Text summarization with sumy

Key takeaways
Text summarization condenses large amounts of information into concise summaries, helping users quickly grasp main points.
Sumy is a Python library that provides various algorithms for automatic text summarization, including LSA, LexRank, and Luhn.
Sumy can be installed via pip and also requires the NLTK library as sumy depends on it.
Summarizing with LSA analyzes relationships between terms and documents; good for topic distribution but computationally intensive.
Summarizing with LexRank is a graph-based approach similar to PageRank; effective for identifying central sentences but may vary in performance based on text structure.
Summarizing with Luhn is simple and fast; focuses on word frequency but may miss broader context in longer texts.
Each algorithm has its strengths and weaknesses, which should be considered based on the specific text and summarization needs.

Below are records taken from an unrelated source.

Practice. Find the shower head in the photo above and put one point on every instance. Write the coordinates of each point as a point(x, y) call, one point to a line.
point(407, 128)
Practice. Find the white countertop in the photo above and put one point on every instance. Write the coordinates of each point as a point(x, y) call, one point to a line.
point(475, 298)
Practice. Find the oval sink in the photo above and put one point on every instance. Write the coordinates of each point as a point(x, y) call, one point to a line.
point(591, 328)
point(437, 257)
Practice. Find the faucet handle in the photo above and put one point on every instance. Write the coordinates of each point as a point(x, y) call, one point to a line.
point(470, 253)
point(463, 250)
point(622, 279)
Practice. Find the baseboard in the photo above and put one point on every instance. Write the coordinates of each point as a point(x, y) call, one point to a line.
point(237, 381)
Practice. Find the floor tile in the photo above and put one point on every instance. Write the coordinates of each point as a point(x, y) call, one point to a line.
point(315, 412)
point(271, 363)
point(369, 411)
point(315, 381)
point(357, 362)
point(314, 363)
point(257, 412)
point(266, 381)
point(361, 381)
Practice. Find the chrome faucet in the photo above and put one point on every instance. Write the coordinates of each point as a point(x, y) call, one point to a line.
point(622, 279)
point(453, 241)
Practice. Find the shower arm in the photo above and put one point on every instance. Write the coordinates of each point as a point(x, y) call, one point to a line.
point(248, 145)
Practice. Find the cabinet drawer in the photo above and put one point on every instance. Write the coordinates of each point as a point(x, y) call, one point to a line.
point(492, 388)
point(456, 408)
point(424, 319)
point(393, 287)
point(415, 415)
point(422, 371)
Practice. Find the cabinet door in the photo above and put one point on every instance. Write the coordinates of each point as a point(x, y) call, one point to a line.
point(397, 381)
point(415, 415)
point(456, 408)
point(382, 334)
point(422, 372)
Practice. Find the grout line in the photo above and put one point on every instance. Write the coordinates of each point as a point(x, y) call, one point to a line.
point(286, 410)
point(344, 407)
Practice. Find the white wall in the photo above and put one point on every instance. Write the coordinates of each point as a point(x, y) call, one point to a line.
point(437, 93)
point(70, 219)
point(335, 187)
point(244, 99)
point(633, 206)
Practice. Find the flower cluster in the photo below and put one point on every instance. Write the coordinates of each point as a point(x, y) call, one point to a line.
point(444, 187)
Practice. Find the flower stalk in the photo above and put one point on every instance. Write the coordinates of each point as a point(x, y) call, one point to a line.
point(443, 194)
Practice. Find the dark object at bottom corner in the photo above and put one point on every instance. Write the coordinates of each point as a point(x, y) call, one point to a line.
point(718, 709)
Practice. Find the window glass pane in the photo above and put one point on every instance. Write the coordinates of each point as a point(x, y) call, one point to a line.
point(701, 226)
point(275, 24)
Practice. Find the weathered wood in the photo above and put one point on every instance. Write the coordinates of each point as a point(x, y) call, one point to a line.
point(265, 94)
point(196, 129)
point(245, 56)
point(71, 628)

In today’s world, we’re overwhelmed by more text than we can read—from news articles and research papers to blog posts and social media updates. Text summarization helps by condensing large amounts of text into short, relevant summaries, making it easier to quickly understand the main points. Sumy is a helpful Python library that simplifies this process, offering an easy and effective way to automatically summarize text.

In this Answer, we will explore the capabilities of sumy, demonstrate how to install and use it, provide executable examples and compare different summarization algorithms to help us choose the right one for our needs.

What is sumy?

Sumy is a Python library that provides various algorithms for text summarization. It supports several methods, including:

LSA (latent semantic analysis)
LexRank
Luhn
Edmundson
TextRank
KLSum
Reduction

Each algorithm has its own approach to extracting the most important sentences from a given text. We’ll demonstrate the first three widely used algorithms.

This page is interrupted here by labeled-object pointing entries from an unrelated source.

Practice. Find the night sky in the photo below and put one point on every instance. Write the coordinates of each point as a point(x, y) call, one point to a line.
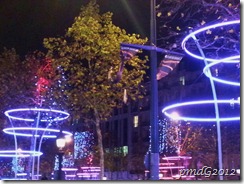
point(25, 23)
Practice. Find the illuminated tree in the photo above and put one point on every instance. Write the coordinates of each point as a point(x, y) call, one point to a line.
point(86, 61)
point(176, 18)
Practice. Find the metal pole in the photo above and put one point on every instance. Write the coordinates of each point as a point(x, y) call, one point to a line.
point(60, 160)
point(154, 156)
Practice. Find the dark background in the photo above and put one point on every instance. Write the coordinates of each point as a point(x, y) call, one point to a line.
point(25, 23)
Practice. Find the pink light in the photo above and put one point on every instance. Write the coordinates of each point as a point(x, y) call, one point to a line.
point(206, 71)
point(193, 34)
point(19, 153)
point(70, 175)
point(9, 114)
point(200, 102)
point(172, 167)
point(167, 178)
point(166, 163)
point(21, 174)
point(12, 131)
point(177, 157)
point(69, 169)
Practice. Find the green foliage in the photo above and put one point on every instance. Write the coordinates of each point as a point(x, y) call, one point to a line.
point(83, 59)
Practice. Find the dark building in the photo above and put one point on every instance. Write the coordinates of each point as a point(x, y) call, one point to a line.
point(128, 129)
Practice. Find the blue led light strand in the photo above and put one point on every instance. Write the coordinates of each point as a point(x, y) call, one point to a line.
point(220, 159)
point(199, 119)
point(194, 33)
point(207, 72)
point(19, 153)
point(8, 113)
point(11, 131)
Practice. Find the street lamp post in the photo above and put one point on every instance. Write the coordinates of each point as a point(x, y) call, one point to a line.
point(60, 142)
point(154, 155)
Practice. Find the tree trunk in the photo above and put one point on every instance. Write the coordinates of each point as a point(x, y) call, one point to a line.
point(100, 147)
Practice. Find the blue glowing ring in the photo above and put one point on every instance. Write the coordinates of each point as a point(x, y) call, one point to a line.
point(65, 115)
point(19, 153)
point(206, 72)
point(183, 44)
point(12, 131)
point(171, 107)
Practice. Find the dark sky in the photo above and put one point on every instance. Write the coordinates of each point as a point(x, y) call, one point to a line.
point(24, 23)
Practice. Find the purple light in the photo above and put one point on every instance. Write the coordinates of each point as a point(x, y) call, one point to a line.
point(70, 175)
point(69, 169)
point(171, 167)
point(177, 158)
point(19, 153)
point(21, 174)
point(167, 163)
point(170, 107)
point(204, 29)
point(9, 114)
point(12, 131)
point(206, 71)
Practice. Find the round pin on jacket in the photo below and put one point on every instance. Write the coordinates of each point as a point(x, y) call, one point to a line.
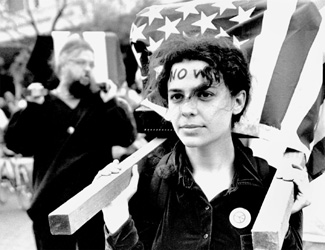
point(240, 217)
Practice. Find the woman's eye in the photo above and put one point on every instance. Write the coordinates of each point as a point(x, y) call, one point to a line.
point(204, 95)
point(176, 97)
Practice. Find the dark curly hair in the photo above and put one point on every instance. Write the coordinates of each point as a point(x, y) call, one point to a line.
point(224, 61)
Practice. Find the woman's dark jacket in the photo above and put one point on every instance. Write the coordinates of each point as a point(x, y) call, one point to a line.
point(69, 146)
point(175, 214)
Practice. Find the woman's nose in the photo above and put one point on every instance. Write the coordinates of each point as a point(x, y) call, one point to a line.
point(189, 107)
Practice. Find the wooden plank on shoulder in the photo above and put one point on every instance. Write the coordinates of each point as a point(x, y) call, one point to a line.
point(74, 213)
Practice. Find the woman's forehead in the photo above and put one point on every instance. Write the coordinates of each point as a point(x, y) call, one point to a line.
point(187, 69)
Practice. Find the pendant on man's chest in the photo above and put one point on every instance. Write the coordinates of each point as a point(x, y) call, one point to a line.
point(70, 130)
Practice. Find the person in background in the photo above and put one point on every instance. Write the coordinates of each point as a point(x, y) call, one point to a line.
point(70, 132)
point(209, 179)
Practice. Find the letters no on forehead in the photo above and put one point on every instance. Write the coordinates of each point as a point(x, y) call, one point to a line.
point(183, 72)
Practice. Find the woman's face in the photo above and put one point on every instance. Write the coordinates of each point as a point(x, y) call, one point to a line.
point(200, 115)
point(79, 67)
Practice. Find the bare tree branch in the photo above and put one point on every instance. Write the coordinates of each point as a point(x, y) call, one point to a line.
point(59, 14)
point(32, 20)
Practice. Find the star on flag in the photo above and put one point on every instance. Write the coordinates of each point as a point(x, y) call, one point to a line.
point(275, 106)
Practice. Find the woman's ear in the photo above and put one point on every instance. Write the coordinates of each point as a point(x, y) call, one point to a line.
point(239, 102)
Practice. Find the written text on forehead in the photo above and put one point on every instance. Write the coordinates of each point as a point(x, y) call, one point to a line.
point(181, 73)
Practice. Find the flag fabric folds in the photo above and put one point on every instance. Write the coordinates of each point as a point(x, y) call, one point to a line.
point(284, 44)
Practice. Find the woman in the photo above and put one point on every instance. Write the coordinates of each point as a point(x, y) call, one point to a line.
point(207, 192)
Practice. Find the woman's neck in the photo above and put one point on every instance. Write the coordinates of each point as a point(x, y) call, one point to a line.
point(212, 157)
point(213, 167)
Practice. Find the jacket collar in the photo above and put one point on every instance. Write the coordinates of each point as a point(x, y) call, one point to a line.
point(245, 166)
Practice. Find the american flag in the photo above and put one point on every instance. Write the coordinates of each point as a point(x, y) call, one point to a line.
point(284, 43)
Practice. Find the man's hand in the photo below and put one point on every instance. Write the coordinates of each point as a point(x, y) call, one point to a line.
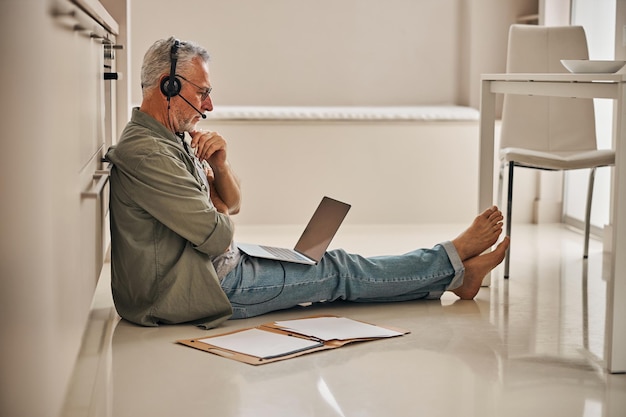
point(213, 194)
point(210, 147)
point(223, 183)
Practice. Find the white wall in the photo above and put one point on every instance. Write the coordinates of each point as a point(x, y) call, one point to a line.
point(327, 52)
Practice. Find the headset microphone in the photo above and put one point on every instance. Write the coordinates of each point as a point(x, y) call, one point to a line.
point(192, 106)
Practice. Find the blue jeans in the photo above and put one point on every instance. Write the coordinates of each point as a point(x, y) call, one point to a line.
point(257, 286)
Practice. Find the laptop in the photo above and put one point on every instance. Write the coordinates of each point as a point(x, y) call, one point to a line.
point(313, 242)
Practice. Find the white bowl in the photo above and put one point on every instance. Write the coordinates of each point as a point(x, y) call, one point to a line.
point(582, 66)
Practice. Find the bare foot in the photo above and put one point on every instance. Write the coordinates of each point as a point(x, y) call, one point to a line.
point(482, 234)
point(477, 267)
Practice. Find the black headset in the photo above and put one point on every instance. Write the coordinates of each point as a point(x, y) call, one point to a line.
point(170, 86)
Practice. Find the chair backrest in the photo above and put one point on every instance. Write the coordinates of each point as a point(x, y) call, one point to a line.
point(546, 123)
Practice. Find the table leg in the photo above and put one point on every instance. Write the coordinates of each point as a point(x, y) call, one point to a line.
point(486, 152)
point(615, 336)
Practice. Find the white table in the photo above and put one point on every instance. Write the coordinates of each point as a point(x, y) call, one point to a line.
point(611, 86)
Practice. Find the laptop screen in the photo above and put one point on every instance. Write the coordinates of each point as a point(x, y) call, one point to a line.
point(322, 228)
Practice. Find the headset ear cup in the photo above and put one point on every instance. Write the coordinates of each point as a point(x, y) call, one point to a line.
point(170, 89)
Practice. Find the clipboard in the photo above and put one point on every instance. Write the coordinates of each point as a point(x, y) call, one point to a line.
point(281, 340)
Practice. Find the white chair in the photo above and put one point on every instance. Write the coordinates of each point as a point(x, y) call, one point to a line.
point(548, 133)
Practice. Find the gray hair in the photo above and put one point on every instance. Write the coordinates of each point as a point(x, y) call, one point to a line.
point(157, 61)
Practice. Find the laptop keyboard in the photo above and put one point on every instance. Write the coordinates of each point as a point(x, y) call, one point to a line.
point(284, 253)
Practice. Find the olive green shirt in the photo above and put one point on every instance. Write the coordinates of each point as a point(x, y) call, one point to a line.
point(164, 231)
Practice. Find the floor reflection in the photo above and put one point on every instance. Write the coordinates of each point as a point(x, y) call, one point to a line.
point(530, 345)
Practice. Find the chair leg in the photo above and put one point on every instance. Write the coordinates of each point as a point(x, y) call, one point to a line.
point(500, 183)
point(592, 175)
point(509, 212)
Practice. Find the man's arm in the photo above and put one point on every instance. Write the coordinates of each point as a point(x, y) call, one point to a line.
point(224, 184)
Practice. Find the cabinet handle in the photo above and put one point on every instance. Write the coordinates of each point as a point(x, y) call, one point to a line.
point(102, 177)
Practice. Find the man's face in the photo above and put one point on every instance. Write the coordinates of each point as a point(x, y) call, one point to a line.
point(195, 88)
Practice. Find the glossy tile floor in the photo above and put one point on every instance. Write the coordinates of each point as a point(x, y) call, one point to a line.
point(532, 345)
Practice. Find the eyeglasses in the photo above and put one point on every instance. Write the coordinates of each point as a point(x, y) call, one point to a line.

Installing sumy on a local machine

Before we can use sumy, we need to install it. Sumy can be installed using pip:

from sumy.parsers.plaintext import PlaintextParser
from sumy.nlp.tokenizers import Tokenizer
# Example text for better demonstration
text = """
The quick brown fox jumps over the lazy dog. The dog, being very lazy, doesn't move.
The fox, enjoying its agility, continues to jump over the dog. Meanwhile, the dog just yawns and stretches.
This pattern continues for a while, making the fox quite happy and the dog remain lazy.
On the other side of the forest, a squirrel and a rabbit play together. They chase each other around the trees,
occasionally stopping to nibble on nuts and grass. The squirrel shows off its acrobatic skills, jumping from branch to branch,
while the rabbit bounds gracefully across the clearing.
As evening falls, all the animals settle down. The fox curls up under a tree, the squirrel finds a cozy spot in the branches,
and the rabbit digs a shallow burrow for the night. The lazy dog simply stretches out on the cool grass, content and peaceful.
"""
# Create a parser
parser = PlaintextParser.from_string(text, Tokenizer("english"))

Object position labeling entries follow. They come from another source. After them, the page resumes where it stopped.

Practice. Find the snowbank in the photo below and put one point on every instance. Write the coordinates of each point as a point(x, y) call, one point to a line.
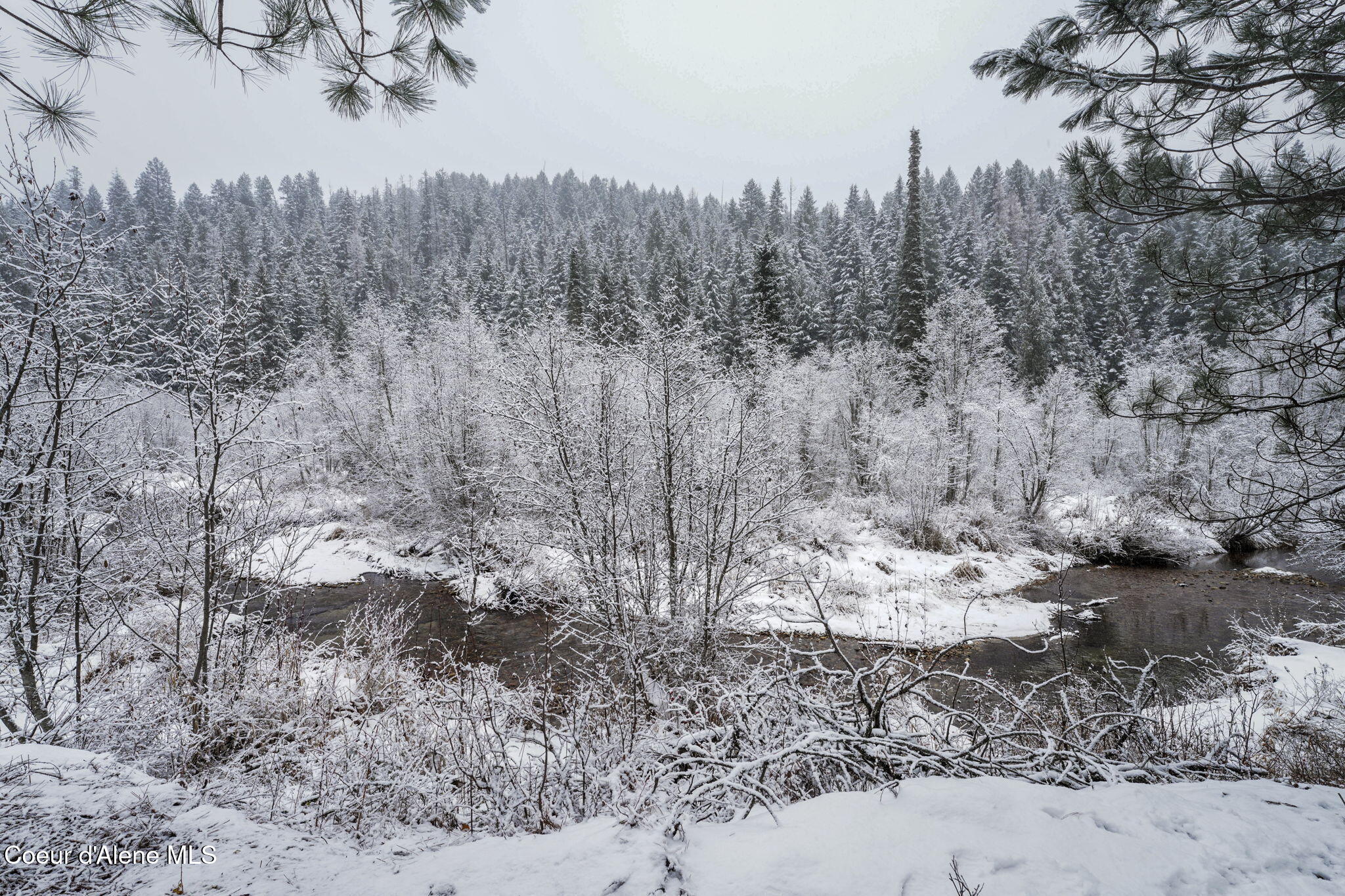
point(876, 589)
point(1294, 683)
point(323, 554)
point(880, 591)
point(1013, 837)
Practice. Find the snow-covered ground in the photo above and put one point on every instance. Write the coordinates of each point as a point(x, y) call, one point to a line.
point(875, 589)
point(1013, 837)
point(881, 591)
point(326, 554)
point(1294, 683)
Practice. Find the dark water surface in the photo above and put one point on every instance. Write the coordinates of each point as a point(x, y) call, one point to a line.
point(1126, 613)
point(1141, 612)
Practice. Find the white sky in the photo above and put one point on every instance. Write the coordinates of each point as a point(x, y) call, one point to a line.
point(694, 93)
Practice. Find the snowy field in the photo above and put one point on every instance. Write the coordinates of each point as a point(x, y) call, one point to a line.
point(1013, 837)
point(873, 589)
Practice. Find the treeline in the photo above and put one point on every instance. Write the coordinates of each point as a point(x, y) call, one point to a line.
point(771, 264)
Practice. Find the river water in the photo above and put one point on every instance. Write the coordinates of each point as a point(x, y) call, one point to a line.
point(1119, 612)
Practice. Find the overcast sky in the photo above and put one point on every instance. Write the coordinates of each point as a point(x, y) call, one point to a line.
point(697, 93)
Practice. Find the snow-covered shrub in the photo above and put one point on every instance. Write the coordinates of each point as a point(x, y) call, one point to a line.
point(1129, 530)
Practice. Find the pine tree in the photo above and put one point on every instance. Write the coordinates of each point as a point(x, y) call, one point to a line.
point(912, 303)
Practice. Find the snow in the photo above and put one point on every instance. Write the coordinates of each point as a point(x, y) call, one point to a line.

from sumy.parsers.plaintext import PlaintextParser
from sumy.nlp.tokenizers import Tokenizer
from sumy.summarizers.lsa import LsaSummarizer
# Example text for better demonstration
text = """
The quick brown fox jumps over the lazy dog. The dog, being very lazy, doesn't move.
The fox, enjoying its agility, continues to jump over the dog. Meanwhile, the dog just yawns and stretches.
This pattern continues for a while, making the fox quite happy and the dog remain lazy.
On the other side of the forest, a squirrel and a rabbit play together. They chase each other around the trees,
occasionally stopping to nibble on nuts and grass. The squirrel shows off its acrobatic skills, jumping from branch to branch,
while the rabbit bounds gracefully across the clearing.
As evening falls, all the animals settle down. The fox curls up under a tree, the squirrel finds a cozy spot in the branches,
and the rabbit digs a shallow burrow for the night. The lazy dog simply stretches out on the cool grass, content and peaceful.
"""
# Create a parser
parser = PlaintextParser.from_string(text, Tokenizer("english"))
# Create an LSA Summarizer
lsa_summarizer = LsaSummarizer()
# Summarize the text
lsa_summary = lsa_summarizer(parser.document, 4)  # Summarize to 4 sentences
# Print the summary
print("Summary:")
for sentence in lsa_summary:
    print(sentence)

Code explanation

Here is the explanation of the highlighted code.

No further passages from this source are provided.